Загудела сборня. Волчатник продолжал:
— Мир!.. Выслушайте… Заместа пса он мне был, а не сына. Сызмала кражами займался. Не раз до полусмерти избивал его за это. С родных мест уехал из-за него, думал: бросит. На всю семью он позор сделал… Как убили вы его, тошно сначала мне было. Жаль все-таки свою кровь. Теперь вроде забывать стал. Господь с ним! Бог дал — бог взял… — и на потолок перекрестился.
Мужики посочувствовали:
— Царство ему небесное!
— А почему ты тогда сбежал?
— Сразу ответ не хотел держать?
— Побоялся, мужики. Думал вгорячах и нас с Федоткой убьете.
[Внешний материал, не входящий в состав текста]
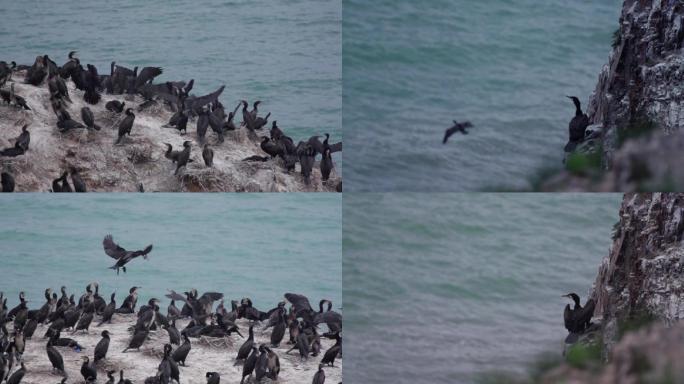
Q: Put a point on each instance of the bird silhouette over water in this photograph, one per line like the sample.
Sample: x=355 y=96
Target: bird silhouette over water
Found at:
x=121 y=255
x=457 y=127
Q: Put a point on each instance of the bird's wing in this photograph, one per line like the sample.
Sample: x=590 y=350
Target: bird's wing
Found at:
x=568 y=318
x=204 y=100
x=111 y=248
x=300 y=302
x=147 y=74
x=209 y=297
x=143 y=252
x=316 y=144
x=337 y=147
x=329 y=317
x=175 y=296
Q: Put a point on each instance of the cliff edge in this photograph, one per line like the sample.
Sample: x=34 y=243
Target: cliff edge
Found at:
x=637 y=107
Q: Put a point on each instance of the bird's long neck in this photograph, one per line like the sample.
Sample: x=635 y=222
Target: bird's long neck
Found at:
x=577 y=303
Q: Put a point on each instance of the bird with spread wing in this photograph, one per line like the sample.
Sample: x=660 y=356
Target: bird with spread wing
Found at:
x=121 y=255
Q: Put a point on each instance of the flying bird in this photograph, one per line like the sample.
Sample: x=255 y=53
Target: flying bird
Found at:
x=458 y=127
x=121 y=255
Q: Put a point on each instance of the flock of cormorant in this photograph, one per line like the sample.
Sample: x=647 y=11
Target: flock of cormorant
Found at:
x=175 y=96
x=63 y=314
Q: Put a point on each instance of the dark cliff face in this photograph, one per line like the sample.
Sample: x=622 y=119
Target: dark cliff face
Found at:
x=643 y=275
x=638 y=104
x=644 y=73
x=639 y=98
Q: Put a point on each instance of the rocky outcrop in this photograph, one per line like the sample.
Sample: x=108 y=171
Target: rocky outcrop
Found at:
x=650 y=355
x=106 y=167
x=639 y=293
x=638 y=104
x=643 y=275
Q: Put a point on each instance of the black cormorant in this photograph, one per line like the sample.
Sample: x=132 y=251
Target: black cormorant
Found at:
x=146 y=75
x=326 y=164
x=332 y=352
x=457 y=127
x=102 y=347
x=18 y=375
x=126 y=125
x=243 y=352
x=208 y=155
x=55 y=357
x=137 y=340
x=578 y=318
x=260 y=122
x=181 y=353
x=77 y=180
x=91 y=84
x=7 y=182
x=183 y=156
x=115 y=106
x=257 y=158
x=109 y=311
x=88 y=370
x=121 y=255
x=130 y=302
x=271 y=147
x=319 y=377
x=213 y=378
x=250 y=363
x=578 y=126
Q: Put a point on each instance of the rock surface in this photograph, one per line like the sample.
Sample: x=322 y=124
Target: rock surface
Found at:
x=640 y=96
x=106 y=167
x=642 y=279
x=206 y=355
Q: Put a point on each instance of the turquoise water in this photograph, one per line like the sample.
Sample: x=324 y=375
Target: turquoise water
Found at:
x=244 y=246
x=286 y=53
x=442 y=288
x=411 y=67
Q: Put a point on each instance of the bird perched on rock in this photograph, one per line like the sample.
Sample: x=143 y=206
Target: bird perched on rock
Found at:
x=578 y=318
x=578 y=126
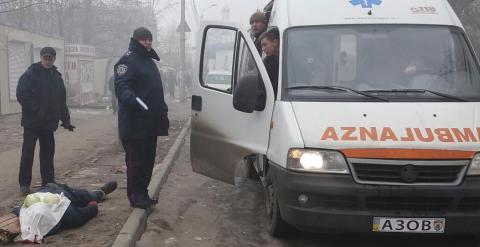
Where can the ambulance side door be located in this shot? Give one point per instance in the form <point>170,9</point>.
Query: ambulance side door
<point>221,135</point>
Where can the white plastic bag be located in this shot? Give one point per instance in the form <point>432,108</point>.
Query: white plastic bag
<point>38,219</point>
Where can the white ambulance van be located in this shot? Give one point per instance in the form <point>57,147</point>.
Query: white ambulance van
<point>375,127</point>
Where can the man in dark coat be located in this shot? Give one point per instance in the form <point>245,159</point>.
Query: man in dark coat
<point>42,94</point>
<point>258,25</point>
<point>142,114</point>
<point>270,41</point>
<point>83,203</point>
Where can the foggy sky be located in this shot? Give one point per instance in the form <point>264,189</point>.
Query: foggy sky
<point>240,11</point>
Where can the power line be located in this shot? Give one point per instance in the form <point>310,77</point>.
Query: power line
<point>22,7</point>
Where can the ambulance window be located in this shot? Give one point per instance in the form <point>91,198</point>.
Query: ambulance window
<point>347,58</point>
<point>248,66</point>
<point>217,62</point>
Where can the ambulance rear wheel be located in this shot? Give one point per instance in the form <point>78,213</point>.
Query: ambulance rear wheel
<point>276,225</point>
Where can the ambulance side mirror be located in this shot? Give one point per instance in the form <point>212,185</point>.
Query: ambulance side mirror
<point>245,93</point>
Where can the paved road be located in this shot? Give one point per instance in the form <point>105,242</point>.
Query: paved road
<point>198,211</point>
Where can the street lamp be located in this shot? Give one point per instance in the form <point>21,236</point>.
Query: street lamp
<point>205,9</point>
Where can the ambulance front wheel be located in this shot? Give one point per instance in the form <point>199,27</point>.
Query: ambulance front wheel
<point>276,225</point>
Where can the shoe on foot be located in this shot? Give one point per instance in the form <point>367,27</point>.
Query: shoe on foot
<point>152,201</point>
<point>98,195</point>
<point>109,187</point>
<point>143,204</point>
<point>25,190</point>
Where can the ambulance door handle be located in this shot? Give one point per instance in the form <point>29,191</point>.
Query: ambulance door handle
<point>196,103</point>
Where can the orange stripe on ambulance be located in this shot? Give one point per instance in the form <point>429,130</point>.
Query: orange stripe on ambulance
<point>387,134</point>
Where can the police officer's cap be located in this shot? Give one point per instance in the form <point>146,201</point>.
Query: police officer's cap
<point>142,33</point>
<point>258,16</point>
<point>48,51</point>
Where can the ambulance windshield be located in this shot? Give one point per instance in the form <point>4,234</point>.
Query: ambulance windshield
<point>383,60</point>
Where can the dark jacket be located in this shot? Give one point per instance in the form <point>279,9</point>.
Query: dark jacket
<point>136,75</point>
<point>42,94</point>
<point>271,64</point>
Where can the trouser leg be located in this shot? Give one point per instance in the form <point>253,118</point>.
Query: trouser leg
<point>134,159</point>
<point>78,216</point>
<point>47,152</point>
<point>26,161</point>
<point>150,154</point>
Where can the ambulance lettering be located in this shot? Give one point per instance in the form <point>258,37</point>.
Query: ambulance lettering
<point>387,134</point>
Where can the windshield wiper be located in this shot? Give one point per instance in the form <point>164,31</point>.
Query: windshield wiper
<point>345,89</point>
<point>423,91</point>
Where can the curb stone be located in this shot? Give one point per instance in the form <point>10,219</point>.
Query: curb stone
<point>136,223</point>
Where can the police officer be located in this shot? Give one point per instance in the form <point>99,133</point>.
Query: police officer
<point>42,95</point>
<point>142,114</point>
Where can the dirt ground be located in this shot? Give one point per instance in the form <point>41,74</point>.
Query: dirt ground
<point>85,158</point>
<point>196,211</point>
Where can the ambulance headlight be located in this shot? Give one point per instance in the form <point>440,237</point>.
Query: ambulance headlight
<point>474,169</point>
<point>321,161</point>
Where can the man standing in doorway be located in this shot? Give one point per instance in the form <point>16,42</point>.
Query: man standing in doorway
<point>258,25</point>
<point>142,114</point>
<point>270,41</point>
<point>42,95</point>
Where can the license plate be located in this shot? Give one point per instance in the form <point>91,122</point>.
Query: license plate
<point>411,225</point>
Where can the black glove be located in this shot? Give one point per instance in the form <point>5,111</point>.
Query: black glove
<point>68,126</point>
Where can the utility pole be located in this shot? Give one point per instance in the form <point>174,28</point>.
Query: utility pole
<point>182,29</point>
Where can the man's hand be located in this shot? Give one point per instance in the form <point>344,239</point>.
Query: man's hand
<point>68,126</point>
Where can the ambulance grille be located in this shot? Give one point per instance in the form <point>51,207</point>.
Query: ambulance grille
<point>408,173</point>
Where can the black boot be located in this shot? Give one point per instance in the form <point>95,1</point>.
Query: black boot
<point>109,187</point>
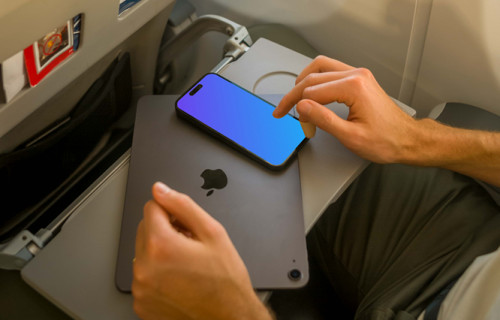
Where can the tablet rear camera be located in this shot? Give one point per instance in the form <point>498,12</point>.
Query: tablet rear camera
<point>196,89</point>
<point>295,275</point>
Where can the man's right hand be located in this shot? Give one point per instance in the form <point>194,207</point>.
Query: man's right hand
<point>376,128</point>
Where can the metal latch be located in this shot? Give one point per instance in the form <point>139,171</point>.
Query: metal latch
<point>22,248</point>
<point>238,43</point>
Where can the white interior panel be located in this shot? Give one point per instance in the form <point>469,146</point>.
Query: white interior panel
<point>373,34</point>
<point>461,58</point>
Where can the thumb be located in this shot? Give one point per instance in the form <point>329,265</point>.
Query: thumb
<point>316,114</point>
<point>185,210</point>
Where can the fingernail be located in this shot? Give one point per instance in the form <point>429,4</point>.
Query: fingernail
<point>304,108</point>
<point>161,188</point>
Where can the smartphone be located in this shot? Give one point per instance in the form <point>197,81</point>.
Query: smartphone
<point>242,120</point>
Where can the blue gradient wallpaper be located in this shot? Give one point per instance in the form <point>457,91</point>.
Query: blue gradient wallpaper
<point>243,118</point>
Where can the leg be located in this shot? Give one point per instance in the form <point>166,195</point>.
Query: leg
<point>399,234</point>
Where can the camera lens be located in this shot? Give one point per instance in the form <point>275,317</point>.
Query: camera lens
<point>295,274</point>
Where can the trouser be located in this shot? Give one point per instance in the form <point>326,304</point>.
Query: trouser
<point>399,235</point>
Не сразу поверили извековцы. Долго пытали, а Никитон-мужик больше всех шумел:
— Они в первый раз тогда овцами прикидывались. Веры им не должно быть!
Волчатник с сыном ноги ему целовали:
— Никитон-батюшка, посуди сам, как отец за сына ноне ответчиком может быть?
— Резон говорит, ноне за отца родного нельзя поручиться, а молодежь какая пошла? Голову норовит тебе оторвать.
Почуял Волчатник доброту мужицкую и окончательно победил соблазном:
— За прощение ведро водки ставлю на мир.
Заманчиво было обещание. Уж весело дразнили его простившие:
— На краденые деньги и ведра не жалко поставить.
Волчатник через Федотку поклялся им:
— Сыном любимым клянусь, мужики. Кровные мои деньги, пусть руки-ноги отсохнут, если я от Сереги хоть копейку принял когда.